Thanks for reading and I look forward to sharing the coming season with you.
There’s nothing more exciting then a rookie making a huge impact on a championship ball club. And there’s nothing like a rookie being thrown into the fire and being asked to close out games on a consistent basis. Rawly Eastwick finished more games for Sparky (40) then any other Red and he led the National League with twenty two saves.
Over 90 solid innings, Eastwick posted a 2.60 ERA (ERA+ of 138) and a WHIP of 1.133. He also topped the team with 6.10 strikeouts per nine innings.
Let’s take a look at the rest of the numbers…
Innings Pitched 90
Pitching Runs Above Replacement 37
Definitely some nice numbers, but this is like running into a Mack truck with your tricycle. We all know Willie Hernandez had one of the single best seasons for a reliever ever, and while Eastwick threw well, he just can’t match up
Scorecard – 1975 Reds 7, 1984 Tigers 8
You can read Brian’s analysis of Willie Hernandez over at Tigerblog.

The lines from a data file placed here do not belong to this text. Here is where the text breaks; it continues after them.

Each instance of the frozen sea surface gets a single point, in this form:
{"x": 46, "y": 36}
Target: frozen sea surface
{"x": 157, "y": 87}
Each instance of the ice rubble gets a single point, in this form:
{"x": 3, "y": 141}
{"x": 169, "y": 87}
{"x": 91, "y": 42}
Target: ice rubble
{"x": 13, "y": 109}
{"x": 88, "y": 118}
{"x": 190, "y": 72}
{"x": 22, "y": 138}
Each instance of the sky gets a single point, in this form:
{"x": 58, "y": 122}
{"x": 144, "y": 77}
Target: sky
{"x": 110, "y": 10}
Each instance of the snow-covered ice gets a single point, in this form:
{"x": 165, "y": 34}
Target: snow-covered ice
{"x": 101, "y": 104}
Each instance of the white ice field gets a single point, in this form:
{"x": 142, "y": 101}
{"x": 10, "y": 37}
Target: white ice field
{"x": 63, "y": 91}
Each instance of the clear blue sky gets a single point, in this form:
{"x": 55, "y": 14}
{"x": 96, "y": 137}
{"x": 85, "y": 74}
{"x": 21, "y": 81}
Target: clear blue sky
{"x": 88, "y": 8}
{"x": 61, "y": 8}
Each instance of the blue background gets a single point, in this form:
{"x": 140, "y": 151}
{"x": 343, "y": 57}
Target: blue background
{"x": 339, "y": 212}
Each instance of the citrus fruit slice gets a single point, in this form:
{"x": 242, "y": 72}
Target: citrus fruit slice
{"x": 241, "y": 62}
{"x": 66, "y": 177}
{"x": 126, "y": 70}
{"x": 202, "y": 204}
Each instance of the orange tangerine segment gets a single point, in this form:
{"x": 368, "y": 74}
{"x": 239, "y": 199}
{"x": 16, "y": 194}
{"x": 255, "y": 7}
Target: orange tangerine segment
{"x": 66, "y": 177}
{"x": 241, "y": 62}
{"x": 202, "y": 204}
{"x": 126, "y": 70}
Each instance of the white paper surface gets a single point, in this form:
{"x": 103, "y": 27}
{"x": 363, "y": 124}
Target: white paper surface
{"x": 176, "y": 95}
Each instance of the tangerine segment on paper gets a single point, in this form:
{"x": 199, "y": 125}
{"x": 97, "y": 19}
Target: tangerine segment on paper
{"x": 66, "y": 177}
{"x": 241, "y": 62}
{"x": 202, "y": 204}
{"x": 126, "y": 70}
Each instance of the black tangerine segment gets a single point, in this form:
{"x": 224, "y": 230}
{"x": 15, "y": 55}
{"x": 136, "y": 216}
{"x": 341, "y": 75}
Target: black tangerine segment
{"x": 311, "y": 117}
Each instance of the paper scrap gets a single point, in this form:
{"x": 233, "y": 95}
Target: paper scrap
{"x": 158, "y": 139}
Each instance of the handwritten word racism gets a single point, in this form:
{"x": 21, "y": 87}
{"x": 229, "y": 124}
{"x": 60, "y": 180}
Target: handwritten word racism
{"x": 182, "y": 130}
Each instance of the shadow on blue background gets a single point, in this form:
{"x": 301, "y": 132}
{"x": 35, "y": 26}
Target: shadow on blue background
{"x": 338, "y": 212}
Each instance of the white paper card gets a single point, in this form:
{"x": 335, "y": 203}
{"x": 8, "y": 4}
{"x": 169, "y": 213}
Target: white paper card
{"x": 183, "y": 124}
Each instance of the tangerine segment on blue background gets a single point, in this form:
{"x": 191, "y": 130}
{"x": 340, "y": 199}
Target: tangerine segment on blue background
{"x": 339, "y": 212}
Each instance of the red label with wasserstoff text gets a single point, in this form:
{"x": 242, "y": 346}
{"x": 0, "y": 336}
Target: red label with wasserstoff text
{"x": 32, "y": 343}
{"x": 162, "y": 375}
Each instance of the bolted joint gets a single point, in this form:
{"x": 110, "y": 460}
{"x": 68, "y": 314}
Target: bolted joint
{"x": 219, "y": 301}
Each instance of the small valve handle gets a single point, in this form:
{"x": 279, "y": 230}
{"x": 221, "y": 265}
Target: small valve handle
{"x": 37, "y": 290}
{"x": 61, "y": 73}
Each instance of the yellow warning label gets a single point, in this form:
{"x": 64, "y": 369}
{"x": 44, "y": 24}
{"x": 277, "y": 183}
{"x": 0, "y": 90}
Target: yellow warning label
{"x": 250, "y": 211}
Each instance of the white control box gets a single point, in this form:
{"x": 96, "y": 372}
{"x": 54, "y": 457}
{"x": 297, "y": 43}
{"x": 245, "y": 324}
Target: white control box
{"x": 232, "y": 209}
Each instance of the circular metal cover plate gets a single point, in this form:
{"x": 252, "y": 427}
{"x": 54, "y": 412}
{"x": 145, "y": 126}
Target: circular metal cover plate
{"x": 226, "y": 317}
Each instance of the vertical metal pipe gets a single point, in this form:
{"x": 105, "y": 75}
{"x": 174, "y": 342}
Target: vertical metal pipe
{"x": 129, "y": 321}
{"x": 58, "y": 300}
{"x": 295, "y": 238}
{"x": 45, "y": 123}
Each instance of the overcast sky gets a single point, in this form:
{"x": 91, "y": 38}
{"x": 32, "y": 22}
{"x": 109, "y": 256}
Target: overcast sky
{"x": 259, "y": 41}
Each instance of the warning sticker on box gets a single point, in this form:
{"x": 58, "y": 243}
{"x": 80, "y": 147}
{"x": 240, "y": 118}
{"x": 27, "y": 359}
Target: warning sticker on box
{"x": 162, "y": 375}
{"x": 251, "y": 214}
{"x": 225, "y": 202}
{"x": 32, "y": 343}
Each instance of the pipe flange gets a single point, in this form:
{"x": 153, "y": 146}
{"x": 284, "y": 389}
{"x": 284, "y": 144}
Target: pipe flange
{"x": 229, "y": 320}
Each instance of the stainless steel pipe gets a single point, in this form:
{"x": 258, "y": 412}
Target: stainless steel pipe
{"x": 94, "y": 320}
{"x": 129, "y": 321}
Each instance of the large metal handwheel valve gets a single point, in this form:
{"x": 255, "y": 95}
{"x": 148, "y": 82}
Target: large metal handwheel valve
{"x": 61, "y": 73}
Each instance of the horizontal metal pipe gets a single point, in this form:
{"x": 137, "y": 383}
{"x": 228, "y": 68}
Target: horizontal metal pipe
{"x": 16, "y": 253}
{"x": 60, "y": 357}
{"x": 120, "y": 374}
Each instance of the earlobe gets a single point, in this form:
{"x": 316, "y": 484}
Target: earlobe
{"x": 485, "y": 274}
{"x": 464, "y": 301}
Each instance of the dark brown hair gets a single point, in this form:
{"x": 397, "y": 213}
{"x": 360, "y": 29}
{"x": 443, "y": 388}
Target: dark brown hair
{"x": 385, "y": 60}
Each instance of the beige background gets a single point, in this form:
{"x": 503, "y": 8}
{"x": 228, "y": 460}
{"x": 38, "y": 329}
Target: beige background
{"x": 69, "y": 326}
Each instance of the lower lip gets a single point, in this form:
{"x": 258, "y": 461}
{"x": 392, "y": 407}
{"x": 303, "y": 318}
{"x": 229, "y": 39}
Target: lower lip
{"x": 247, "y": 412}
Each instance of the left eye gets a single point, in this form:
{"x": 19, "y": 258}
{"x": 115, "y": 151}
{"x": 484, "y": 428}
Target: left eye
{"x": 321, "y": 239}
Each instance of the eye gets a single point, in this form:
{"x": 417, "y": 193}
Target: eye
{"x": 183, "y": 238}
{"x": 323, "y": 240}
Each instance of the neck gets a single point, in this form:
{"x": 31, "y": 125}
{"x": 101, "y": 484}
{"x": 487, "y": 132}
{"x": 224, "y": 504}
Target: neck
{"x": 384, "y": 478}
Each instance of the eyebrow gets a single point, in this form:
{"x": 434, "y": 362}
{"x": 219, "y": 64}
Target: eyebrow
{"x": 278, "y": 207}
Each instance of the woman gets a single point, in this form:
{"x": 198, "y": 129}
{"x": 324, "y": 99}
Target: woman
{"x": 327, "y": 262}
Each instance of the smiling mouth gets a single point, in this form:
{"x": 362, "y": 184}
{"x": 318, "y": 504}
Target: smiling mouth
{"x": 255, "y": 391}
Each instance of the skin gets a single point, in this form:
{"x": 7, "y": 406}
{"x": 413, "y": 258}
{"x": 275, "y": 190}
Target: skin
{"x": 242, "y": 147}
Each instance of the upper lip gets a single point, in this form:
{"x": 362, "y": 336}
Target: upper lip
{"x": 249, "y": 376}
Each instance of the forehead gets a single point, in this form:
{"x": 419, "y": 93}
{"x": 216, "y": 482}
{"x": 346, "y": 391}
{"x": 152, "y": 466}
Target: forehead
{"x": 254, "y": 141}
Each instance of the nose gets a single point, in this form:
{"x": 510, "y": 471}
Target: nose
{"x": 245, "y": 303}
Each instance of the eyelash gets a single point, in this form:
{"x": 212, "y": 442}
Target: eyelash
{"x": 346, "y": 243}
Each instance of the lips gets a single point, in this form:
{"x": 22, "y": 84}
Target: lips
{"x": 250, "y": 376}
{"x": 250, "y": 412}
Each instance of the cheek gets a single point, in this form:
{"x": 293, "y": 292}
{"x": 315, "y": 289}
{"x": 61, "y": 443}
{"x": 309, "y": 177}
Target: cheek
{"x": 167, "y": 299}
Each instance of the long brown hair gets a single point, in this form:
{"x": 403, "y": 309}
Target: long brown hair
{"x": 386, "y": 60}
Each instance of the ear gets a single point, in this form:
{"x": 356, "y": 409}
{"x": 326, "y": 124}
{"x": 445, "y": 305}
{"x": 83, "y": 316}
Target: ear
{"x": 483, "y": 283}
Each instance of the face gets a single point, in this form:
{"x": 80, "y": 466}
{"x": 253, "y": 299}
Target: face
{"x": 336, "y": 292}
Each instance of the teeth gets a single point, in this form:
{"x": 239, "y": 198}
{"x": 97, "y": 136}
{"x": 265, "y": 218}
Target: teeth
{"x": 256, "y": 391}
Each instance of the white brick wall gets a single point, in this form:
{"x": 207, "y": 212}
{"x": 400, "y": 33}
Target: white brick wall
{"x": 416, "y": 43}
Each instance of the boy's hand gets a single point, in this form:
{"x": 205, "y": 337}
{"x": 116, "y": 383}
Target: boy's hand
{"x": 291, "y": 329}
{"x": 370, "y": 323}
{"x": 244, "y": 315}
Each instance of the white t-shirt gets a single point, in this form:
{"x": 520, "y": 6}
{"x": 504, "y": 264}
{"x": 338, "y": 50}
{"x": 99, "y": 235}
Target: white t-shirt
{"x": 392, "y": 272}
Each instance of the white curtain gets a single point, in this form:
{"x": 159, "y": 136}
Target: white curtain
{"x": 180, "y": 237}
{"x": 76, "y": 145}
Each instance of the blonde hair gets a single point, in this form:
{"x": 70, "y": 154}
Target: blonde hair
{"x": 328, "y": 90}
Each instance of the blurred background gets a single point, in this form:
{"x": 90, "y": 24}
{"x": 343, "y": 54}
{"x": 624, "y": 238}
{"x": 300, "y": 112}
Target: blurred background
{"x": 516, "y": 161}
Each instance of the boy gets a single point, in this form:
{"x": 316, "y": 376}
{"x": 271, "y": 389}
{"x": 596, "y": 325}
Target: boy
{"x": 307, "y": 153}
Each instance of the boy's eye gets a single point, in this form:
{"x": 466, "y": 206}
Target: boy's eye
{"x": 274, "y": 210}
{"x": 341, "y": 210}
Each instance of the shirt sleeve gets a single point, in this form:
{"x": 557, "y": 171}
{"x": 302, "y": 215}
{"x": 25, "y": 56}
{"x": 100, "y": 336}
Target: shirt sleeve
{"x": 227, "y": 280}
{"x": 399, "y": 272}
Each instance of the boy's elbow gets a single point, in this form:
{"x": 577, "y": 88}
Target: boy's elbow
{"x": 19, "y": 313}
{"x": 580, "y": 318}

So we’re done with the debate, and the 1984 squad edged the Big Red Machine. I know all the Reds’ fans will flood me with mail about how this isn’t the best way to compare the teams, but before you do, I just want to say I completely agree with you!!!
One of the biggest differences between the Reds’ pen and Tigers’ pen was that the 1975 Reds had a fourth option. Where three Tiger relievers logged 90 innings (although you can make a case for Dave Rozema, who split time), four Reds relievers logged 90+. The missing person from this whole thing is Pedro Borbon, who had a fine season as well. Not that I’m complaining…..
Anyway, it makes this a little more difficult to compare, because where Will McEnaney logged just over 90 innings, his opponent, Aurelio Lopez, logged a whopping 137 2/3. Regardless, McEnaney was Sparky’s left handed option out of the pen, and 1975 was his career year as only in his final season with the Cardinals in 1979 did he post an ERA+ above 100 like he did in 1975.
McEnaney threw in 70 games, which was one short of the lead league, and his fifteen saves was good for fourth. His WHIP wasn’t anything special (1.264), but his 2.47 ERA amounted to a solid ERA+ of 145. His hit rate was about one an inning, but he was stingy with the walks and the homers.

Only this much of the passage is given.